Praying Together as a Church

Most Christians appreciate how important it is to pray.  And they know that praying in secret, not to show off, is commendable.  But when a church comprised of Christians is formed can it rely on the private prayers of each individual in the church, or does God expect the church as a whole to meet to pray to Him?  Our answer would be yes!  We should meet together to pray prayers of worship, praise, thanksgiving and sincere requests.  The content of our prayers as a church is a big subject in itself.  These notes are just about the need to meet together to do it!

As usual, the expectations God has in this matter are disclosed in the Bible, so here are some passages that apply.  First we look at how God instructed His people in the Old Testament, then noting that precedent we look at how people living in the New Testament era are guided in this matter.

In the Old Testament:

Read: Lev.16. This is about God’s people approaching Him. It prescribes how the high priest of Israel must offer a sacrifice for the people as a whole, not just sacrifices for individuals; approaching God must be done according to His instructions (see verses 1,2 and 5).  Approach to God by His people together is a privilege

Read: 1 Chron.16:36.  All the people said “Amen” to David’s collective prayer

Read: Neh.8:6. Ezra prays and the people collectively say Amen; see also chapter 9.

Read: Lk.1:10. Notice “the whole multitude” meeting to pray outside, as the priest entered on their behalf to burn incense in the temple; and see Acts 3:1 to confirm the practice.

And for New Testament people:

Read: Lk.11:1,2. Note we are instructed to say “our Father,” not my Father; “when you  (that “you” is plural) pray”.

Read: Acts 2:42  It says “they” continued in the prayers of the ones who formed a fellowship; not simply prayers as individuals; fellowship implies plurality.

Read: Acts 4:24.  It is clear one person could have prayed these words but all said Amen.  This is implied as the prayer of one was the prayer of all; and God answered powerfully!

Read: Acts 12:5. The church prayed together for Peter, and he was miraculously released.

Read: Acts 13.  The leaders must set an example and pray as one; see 1 Tim.4:14; and see Acts 20:36.

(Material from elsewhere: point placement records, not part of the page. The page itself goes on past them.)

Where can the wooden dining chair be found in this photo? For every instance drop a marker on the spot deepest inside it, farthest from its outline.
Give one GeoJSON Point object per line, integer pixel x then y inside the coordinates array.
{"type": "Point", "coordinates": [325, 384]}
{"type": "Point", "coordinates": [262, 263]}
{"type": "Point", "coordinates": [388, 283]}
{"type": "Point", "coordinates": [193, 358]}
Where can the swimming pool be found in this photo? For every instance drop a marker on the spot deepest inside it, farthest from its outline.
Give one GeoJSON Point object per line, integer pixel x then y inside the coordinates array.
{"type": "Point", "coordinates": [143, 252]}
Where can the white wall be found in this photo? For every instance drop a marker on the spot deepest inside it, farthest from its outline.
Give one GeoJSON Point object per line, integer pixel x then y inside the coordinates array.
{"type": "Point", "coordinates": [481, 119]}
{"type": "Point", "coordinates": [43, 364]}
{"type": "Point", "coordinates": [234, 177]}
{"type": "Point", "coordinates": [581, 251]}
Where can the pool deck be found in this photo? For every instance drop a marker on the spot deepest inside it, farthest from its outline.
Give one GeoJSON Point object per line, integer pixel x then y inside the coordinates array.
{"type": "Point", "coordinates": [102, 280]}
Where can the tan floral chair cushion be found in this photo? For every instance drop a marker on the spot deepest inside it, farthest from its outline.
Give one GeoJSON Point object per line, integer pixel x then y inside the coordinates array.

Read: 1 Cor.14:16. Again there is a clear principle of one praying out loud and others saying Amen in church meetings: v.19.  And surely only one person prays at a time; it would be rude in even everyday conversation to start speaking to compete with the person who is already talking; we wait for them to finish (see “each in turn” in 1 Cor.14:27).

Read: 2 Cor.1:11. Note, “your” supplication/prayer is singular, though obviously a plural activity as the words are addressed to the whole church in Corinth (see verse 1); many “persons” (some versions) is actually many “faces”, i.e. people collectively expressing in their faces their thanksgiving to God.

Read: Phil.4:6.  These are instructions to the Philippian church as a whole to “let your requests be made known to God”

Read: Heb.4:16, reinforced by Heb.10:25, that emphasizes joint activity: “Let us”.

Key lessons:

  1. The Lord taught disciples to pray as a group, not just as individuals
  2. The early church met routinely for prayers, just as God’s people had always done
  3. The prayers of the church were said by one man and everyone else said “Amen”
  4. Joint prayer by the church makes a difference!